Highlights of the programme include courses on diffusion processes, Monte Carlo methods in finance, and stochastic processes and derivative products. This third course applies the material in the first two to financial modelling. “Rather than teaching them a very specific model with all the solutions and formulas, we instead explain how to derive those formulas from models,” says Pagès. “So in some sense it’s rather abstract and theoretic.”
Programming skills are another focus of the master’s, and part of the Monte Carlo methods course involves a computational project. Here students will read a research paper on mathematical finance from a journal, implement it by writing a computational programme and then analyse the results. Two or more similar computational projects are then completed in other courses later in the year. Students are expected to have a knowledge of programming languages before joining.
The programme also includes plenty of more applied courses such as in statistical methods for finance. This course looks into order execution and high-frequency trading, for example. There are also courses covering bitcoin, and fintech more generally. Following the financial crisis, the programme was expanded to provide a better understanding of how the financial industry works, how it’s regulated and how it has developed historically.
Many of the more applied courses are taught by industry practitioners. For example, Charles-Albert Lehalle, a senior quant at Capital Fund Management, teaches quantitative trading, while Pierre Henry-Labordère, a quant at Societe Generale and winner of the 2013 Quant of the Year Risk.net award, teaches non-linear pricing.
“They are still rather theoretical and rigorous from a mathematical point of view, but they are directly focused on the applications,” Pagès says. “The word ‘finance’ almost never appears in the course on stochastic calculus. By contrast, with the course on statistical methods for finance we always start from a financial problem, financial product or financial hedging strategy.”
As with other French master’s courses, internships are mandatory. They last five months and begin in April after exams have finished. Networking opportunities are also available, with Societe Generale annually inviting students to social events, as well as a cocktail party hosted by the university at the end of the year. Two or three hundred people attend this event, including alumni and professional partners. The LinkedIn alumni network is large and active, Pagès says.
Julie Othman graduated in 2012 and now works as a quantitative analyst for Rokos Capital Management in London. Although quants use stochastic calculus less and less, Othman says an understanding of it is crucial to professional quants’ work, and she was impressed with how it was taught at UPMC.
“There is a course on stochastic calculus, which was one of the best courses I have ever experienced,” says Othman. “El Karoui has a way of presenting stochastic calculus that is very clear and very methodical.”
Another graduate, Quentin Lintzer, completed the programme in 2007 and is currently executive director of cross-asset trading at Crédit Agricole’s corporate and investment bank.

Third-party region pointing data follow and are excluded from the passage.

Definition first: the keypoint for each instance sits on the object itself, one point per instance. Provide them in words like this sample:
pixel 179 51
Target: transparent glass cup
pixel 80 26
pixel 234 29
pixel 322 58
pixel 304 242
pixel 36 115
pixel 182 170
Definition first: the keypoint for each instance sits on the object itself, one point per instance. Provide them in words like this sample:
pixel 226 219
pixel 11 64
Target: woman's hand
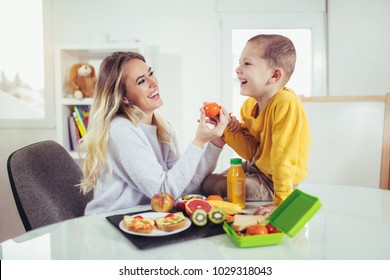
pixel 265 210
pixel 205 133
pixel 234 125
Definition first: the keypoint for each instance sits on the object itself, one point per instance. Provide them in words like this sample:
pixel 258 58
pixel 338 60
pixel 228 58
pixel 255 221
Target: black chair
pixel 44 180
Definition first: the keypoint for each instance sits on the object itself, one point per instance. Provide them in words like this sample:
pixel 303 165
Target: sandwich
pixel 138 224
pixel 242 222
pixel 171 222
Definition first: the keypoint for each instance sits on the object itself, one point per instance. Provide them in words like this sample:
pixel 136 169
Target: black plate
pixel 144 242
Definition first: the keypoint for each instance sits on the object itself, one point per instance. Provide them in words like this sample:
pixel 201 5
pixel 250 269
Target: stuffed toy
pixel 82 80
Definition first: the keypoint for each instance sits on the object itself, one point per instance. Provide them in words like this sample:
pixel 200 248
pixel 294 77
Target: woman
pixel 131 153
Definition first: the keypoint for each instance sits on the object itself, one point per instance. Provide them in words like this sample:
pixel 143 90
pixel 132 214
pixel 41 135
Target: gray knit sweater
pixel 142 167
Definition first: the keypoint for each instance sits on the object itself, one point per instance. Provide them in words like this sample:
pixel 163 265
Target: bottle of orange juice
pixel 236 182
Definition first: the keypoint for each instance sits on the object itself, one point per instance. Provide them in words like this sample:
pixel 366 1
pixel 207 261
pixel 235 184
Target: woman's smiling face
pixel 141 86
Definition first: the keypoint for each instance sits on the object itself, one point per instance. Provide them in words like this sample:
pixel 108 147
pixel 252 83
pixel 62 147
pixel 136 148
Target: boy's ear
pixel 276 75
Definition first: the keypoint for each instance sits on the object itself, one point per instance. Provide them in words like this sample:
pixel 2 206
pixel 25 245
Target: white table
pixel 353 223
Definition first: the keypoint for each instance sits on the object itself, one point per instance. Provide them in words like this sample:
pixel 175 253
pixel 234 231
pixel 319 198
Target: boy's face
pixel 253 72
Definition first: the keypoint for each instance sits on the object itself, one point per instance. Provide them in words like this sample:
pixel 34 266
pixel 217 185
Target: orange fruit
pixel 214 197
pixel 212 109
pixel 196 203
pixel 256 230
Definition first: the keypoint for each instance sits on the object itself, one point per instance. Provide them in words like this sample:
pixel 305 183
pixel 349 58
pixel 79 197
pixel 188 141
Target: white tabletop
pixel 353 223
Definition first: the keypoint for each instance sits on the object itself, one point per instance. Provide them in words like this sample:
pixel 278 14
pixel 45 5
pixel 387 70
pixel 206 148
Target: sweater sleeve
pixel 139 163
pixel 205 167
pixel 285 149
pixel 243 143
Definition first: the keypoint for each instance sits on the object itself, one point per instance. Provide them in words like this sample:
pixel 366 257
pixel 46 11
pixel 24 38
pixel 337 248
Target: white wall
pixel 183 39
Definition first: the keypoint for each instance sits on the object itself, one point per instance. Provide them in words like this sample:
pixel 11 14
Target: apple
pixel 162 202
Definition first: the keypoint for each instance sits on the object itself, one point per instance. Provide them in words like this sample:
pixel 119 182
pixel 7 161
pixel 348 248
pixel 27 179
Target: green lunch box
pixel 290 217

Before joining UPMC, also known as Paris VI, Lintzer gained a master’s in economics at the London School of Economics and a bachelor’s in engineering from Ecole nationale des ponts et chaussées.
“The master’s is at the crossroads of the mathematical world, the computer science world and the financial world,” says Lintzer, “and it really puts a lot of emphasis on the mathematical content of all the financial mathematics theory.”
The programme aims to help graduates to go beyond just quantitative analyst roles, equipping them with knowledge helpful in other areas, such as trading – as was the case for Lintzer.
“The great thing that I think most people enjoy having graduated from Paris VI is that because we’ve spent so much time on the theory, it becomes second nature,” he says. “So if we need to discover a new product or go into the details of the pricing of a new structure, we are able to perform analysis under pressure and that does fit in to a dealing room quite naturally.”
To be competitive in the current market, Lintzer believes it’s important to have skills in data and statistical analysis. This is an area covered at UPMC with courses on statistical methods and high-dimensional data. Further courses on topics such as deep learning are being looked into.